Jeremy Corbyn’s detractors both within and outside the Labour Party sought to focus much of their fire on shadow chancellor John McDonnell from the moment the leader appointed McDonnell to the role that is in reality the second most powerful one in opposition.
The position of shadow chancellor is also an awkward post to define, partly because there is no constitutional status attached to the role in the way there is for leader of the opposition.
It’s an appointment now made solely at the discretion of the party leader and Corbyn’s choice of McDonnell, seen as one of the most left-wing MPs, rather then going for a more centrist figure like Hilary Benn or even a New Labour-leaning MP such as Rachel Reeves or Chuka Umunna, predictably sparked hostility from much of the Parliamentary Labour Party.
In any meaningful sense the shadow chancellor is next in line to be party leader, holding much more sway than the deputy party leader largely due to the post being so encompassing over economic and spending policy.
John Smith and Gordon Brown for example would both go on to lead Labour after holding the Treasury brief.
Shadow chancellors often try to distance themselves from leaders’ decisions that could be detrimental to their own political ambitions.
Brown comes to mind as a classic study here, particularly after his epic fall-out with Tony Blair over who should stand for party leader following Smith’s death in May 1994.
Such tensions were evocatively portrayed in the acclaimed 1990s play The Absence of War by the left-leaning playwright Sir David Hare, which was to enjoy a long run on stage as well as being scripted for TV.
The original production tells the story of a struggling Labour leader, memorably played by the late John Thaw, fighting a doomed election campaign in the early 1990s – with echoes of Neil Kinnock’s defeat in 1992, while simultaneously facing plotting from a disloyal but intellectually more adroit shadow chancellor.
But McDonnell is the first shadow chancellor of his kind in the way that Corbyn is the first Labour leader of his kind, not just with the avowedly socialist policy platform, but also because he is not driven by career or personal ambition after nearly two decades on the backbenches.
Like Corbyn, McDonnell will know the Labour left now has what may be a one-off chance at disproving the supposed conventional wisdom that the party cannot win from the left.
So to take the title of Hare’s play, there is perhaps rarely in Labour’s history “the absence of war” between the office of the leader of the opposition and that of the shadow chancellor, if not among the party’s MPs. Perhaps this accounts partly for why McDonnell is the “boo boy” of the anti-Corbyn brigade in sections of the media and among those in Labour’s ranks keen to see the leader and his shadow chancellor ousted as soon as possible.

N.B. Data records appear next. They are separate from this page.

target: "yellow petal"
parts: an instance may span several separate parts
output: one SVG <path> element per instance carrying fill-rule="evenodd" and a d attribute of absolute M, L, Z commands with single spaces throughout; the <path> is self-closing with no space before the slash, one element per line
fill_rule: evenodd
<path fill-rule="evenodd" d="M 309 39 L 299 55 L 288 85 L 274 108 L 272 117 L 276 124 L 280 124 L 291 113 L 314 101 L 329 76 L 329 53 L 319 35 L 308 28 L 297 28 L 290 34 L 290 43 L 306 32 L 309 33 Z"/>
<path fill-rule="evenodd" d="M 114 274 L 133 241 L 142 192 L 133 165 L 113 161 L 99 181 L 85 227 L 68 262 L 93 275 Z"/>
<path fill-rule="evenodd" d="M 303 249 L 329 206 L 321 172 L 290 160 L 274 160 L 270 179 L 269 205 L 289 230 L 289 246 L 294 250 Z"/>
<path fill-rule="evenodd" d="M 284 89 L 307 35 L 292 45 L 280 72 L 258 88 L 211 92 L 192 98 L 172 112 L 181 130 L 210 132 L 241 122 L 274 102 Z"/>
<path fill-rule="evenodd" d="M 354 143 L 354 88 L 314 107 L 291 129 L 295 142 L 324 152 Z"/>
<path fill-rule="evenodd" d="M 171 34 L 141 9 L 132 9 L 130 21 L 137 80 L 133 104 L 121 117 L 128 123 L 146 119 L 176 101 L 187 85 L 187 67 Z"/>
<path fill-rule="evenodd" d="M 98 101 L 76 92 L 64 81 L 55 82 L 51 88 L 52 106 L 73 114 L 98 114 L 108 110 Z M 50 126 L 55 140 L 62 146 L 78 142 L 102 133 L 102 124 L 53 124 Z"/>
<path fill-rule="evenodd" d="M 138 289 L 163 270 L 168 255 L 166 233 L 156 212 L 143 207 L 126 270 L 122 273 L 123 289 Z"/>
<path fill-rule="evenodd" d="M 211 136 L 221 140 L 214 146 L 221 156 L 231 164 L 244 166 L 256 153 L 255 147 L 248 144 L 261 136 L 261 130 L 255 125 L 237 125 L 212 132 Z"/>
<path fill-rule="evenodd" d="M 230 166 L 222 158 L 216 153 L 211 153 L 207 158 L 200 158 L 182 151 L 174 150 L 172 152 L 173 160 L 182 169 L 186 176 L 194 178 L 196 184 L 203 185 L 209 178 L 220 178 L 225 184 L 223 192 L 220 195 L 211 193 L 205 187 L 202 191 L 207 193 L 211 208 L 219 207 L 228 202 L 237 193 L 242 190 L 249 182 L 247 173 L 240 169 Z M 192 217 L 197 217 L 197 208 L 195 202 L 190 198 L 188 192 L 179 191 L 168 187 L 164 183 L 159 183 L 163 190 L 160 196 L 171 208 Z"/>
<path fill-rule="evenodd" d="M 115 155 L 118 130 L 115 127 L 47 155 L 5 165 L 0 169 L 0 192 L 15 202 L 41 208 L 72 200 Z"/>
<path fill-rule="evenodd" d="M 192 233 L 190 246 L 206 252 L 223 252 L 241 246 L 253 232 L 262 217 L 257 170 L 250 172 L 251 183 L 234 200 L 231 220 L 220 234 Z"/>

There have been some “own goals” from McDonnell, such as when responding to George Osborne’s autumn statement the shadow chancellor waved a copy in the Commons of the Little Red Book written by the Chinese dictator Mao Tse-tung.
What should have been a story about a Labour triumph after an effective campaign from the party leadership to force Osborne to dump controversial cuts to tax credits instead became one about how a left-wing Labour politician had quoted the writings of a “Stalinist despot”.
As powerful as the shadow chancellor is in the party of opposition, one of McDonnell’s political staffers should have snatched the book when learning of the intended stunt.
But after what was not a fatal mistake, McDonnell has since been arguably one of the best performers in UK politics, taking the fight to the Tories following Osborne’s controversial claim that the UK’s tax deal with Google was a “major success” despite a public backlash against the £130 million agreement for being too lenient.
Such an approach from Labour not only had resonance with most voters, but also allowed McDonnell to portray Osborne as an out-of-touch over-privileged Tory, as the shadow chancellor published his own income tax return online and challenged his opposite number to do likewise.
A bonus from all this was that the issue achieved some long overdue party unity.
True Labour schisms over Trident will not go away, but last week one of those implacably opposed to Corbyn and McDonnell, the Blairite-orientated former cabinet minister Caroline Flint, made an effective intervention in the Commons, taking the same line as the leadership.
It may well be that the likes of Flint will continue to refuse to serve on Corbyn’s front bench, but perhaps the Google example shows how the prospects of using the talents of such figures in Labour’s national campaigns up to and including the next general election is a real one.
Of course in the next few months and years, McDonnell will continue to be characterised by opponents in loaded terms as a “hard left” ideologue, with a poor grasp of the Treasury brief and someone well out of his depth.
But Labour’s leadership and McDonell’s office would do well to be ready to battle hard to prevent the shadow chancellor being saddled with such a perception in the minds of the public – something the Tories and sections of the media will surely attempt.
Pointing out that McDonnell served as Ken Livingstone’s chair of finance on the now defunct Greater London Council in the 1980s and was effectively the chancellor of the UK capital would be a good start. But it’s taking on big corporations over the issue of unpaid tax at a time when the living standards of those on modest incomes are being hit by heavy austerity that may prove a decisive hit with the electorate and could yet see McDonnell become the UK’s chancellor.